Best of London
Hackney Wick: London's Olympic Arts Village
Hackney Wick is London's most concentrated artist community — a waterfront district where the River Lee Navigation canal meets the Queen Elizabeth Olympic Park, its former industrial buildings converted into hundreds of artist studios, galleries, and creative businesses that have made the area the most significant centre for visual art production in the capital. The warehouses and factories that line the canal were home to industries ranging from chemical manufacturing to piano-making in the 19th and early 20th centuries; since the late 1990s they have been progressively colonized by artists priced out of the East End's earlier creative districts.

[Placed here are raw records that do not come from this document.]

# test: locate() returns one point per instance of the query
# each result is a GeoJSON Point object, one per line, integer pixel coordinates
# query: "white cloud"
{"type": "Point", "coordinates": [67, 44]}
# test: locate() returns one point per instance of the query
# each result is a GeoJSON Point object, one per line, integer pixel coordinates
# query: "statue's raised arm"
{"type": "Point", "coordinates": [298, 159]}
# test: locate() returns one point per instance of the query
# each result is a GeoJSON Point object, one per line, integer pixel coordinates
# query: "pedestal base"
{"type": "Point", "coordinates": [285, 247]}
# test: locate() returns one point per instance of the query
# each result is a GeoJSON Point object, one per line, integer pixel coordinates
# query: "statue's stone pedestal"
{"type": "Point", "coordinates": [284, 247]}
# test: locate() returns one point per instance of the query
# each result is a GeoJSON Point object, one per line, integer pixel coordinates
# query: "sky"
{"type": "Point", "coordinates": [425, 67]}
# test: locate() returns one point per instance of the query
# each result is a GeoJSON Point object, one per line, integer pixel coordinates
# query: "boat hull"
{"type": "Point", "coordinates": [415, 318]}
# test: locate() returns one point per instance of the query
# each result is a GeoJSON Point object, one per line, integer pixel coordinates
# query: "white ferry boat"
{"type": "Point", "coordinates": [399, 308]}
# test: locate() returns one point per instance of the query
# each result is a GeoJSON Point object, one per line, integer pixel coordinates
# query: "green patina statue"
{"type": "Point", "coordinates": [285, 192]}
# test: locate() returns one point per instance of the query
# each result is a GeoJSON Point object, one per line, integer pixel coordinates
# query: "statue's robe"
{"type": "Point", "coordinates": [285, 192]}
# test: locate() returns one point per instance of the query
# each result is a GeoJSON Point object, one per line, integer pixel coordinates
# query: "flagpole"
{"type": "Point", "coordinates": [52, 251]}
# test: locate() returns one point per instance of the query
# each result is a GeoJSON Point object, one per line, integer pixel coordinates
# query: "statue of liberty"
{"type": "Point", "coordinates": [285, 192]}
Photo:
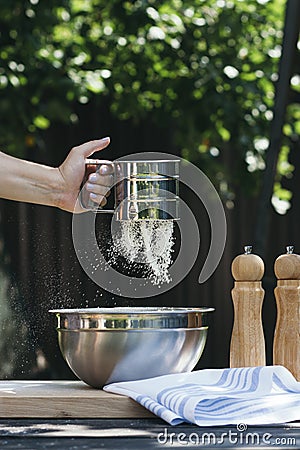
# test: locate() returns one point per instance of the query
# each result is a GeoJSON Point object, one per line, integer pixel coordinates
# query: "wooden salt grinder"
{"type": "Point", "coordinates": [286, 344]}
{"type": "Point", "coordinates": [247, 347]}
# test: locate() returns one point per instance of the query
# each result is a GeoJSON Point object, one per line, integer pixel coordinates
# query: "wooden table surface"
{"type": "Point", "coordinates": [69, 415]}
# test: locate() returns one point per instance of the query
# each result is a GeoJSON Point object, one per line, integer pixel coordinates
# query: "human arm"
{"type": "Point", "coordinates": [36, 183]}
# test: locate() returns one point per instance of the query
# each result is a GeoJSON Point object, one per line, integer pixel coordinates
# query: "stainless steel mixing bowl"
{"type": "Point", "coordinates": [106, 345]}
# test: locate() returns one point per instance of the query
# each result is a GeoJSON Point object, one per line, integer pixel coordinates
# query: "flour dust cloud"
{"type": "Point", "coordinates": [148, 243]}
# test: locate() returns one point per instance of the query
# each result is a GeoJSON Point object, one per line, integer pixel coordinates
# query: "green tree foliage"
{"type": "Point", "coordinates": [206, 69]}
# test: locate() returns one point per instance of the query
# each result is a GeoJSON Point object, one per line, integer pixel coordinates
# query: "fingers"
{"type": "Point", "coordinates": [97, 189]}
{"type": "Point", "coordinates": [88, 148]}
{"type": "Point", "coordinates": [105, 180]}
{"type": "Point", "coordinates": [99, 199]}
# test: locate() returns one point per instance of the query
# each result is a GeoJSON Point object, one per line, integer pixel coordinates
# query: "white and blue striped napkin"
{"type": "Point", "coordinates": [251, 395]}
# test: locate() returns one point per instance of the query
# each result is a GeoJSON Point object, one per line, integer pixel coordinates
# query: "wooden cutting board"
{"type": "Point", "coordinates": [63, 399]}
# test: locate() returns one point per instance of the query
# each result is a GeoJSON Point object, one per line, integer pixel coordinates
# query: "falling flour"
{"type": "Point", "coordinates": [146, 242]}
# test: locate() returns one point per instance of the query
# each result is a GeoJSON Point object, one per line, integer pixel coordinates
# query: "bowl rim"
{"type": "Point", "coordinates": [135, 310]}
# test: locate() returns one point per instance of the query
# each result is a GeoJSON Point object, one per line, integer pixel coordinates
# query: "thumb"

The density of working studios here — over 700 artists and creative businesses within a small area — is unmatched anywhere in Europe.
The 2012 Olympic Games transformed the adjacent land into the Queen Elizabeth Olympic Park, the largest new park created in London in over a century — 560 acres of parkland, wetland, and sports venues including the Velodrome, Aquatics Centre, and the ArcelorMittal Orbit viewing tower designed by Anish Kapoor with its slide descending from the summit. The East Bank cultural campus currently under development will bring V&A East and BBC Music studios to the park's edge, further concentrating creative activity in this part of the city.
Hackney Wick's main canal strip on the Lea Navigation has developed a weekend food and bar scene in the canal-side units — outdoor spaces, converted barges, and warehouse bars that fill in fine weather with a crowd drawn from across east London. Open Studio weekends (typically in October) open hundreds of artist spaces simultaneously, offering one of the most concentrated access to working artists available anywhere in the city. Overground to Hackney Wick station takes 15 minutes from Liverpool Street.